Each pregnant Oak ten thousand acorns forms
Profusely scatter’d by autumnal storms;
Ten thousand seeds each pregnant poppy sheds
Profusely scatter’d from its waving heads
.

—Erasmus Darwin,

The Temple of Nature
(1803)

CHAPTER TWELVE

Irresistible Flesh

Did Nature have in view our delectation when she made the apple, the peach, the plum, the cherry? Undoubtedly; but only as a means to her own private ends. What a bribe or a wage is the pulp of these delicacies to all creatures to come and sow their seed! And Nature has taken care to make the seed indigestible, so that, though the fruit be eaten, the germ is not, but only planted
.

—John Burroughs,
Birds and Poets
(1877)


M
urciélago
,” José breathed. “A bat!” And for the first time in our long work together I saw his cool reserve give way to something like wonder. The
almendro
seeds lay on the ground before us, grouped together in a loose pile. Where we usually felt lucky to find one or two, this trove held more than thirty—a veritable mother lode.
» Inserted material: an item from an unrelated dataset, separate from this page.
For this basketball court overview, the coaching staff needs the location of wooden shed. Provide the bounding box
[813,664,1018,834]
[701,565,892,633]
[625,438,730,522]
And yet we knew there wasn’t a mature
almendro
tree within half a mile (eight hundred meters), too far for any rodent to carry such a horde. I knelt down and we began collecting the seeds, placing each one in a carefully numbered plastic bag. They were still fresh, their hard shells surrounded by a thin green pulp chewed into damp strands. Looking up, I already knew what I would see—the drooping, twelve-foot (four-meter) frond of a young palm tree, favorite perch of the largest fruit bat in Central America.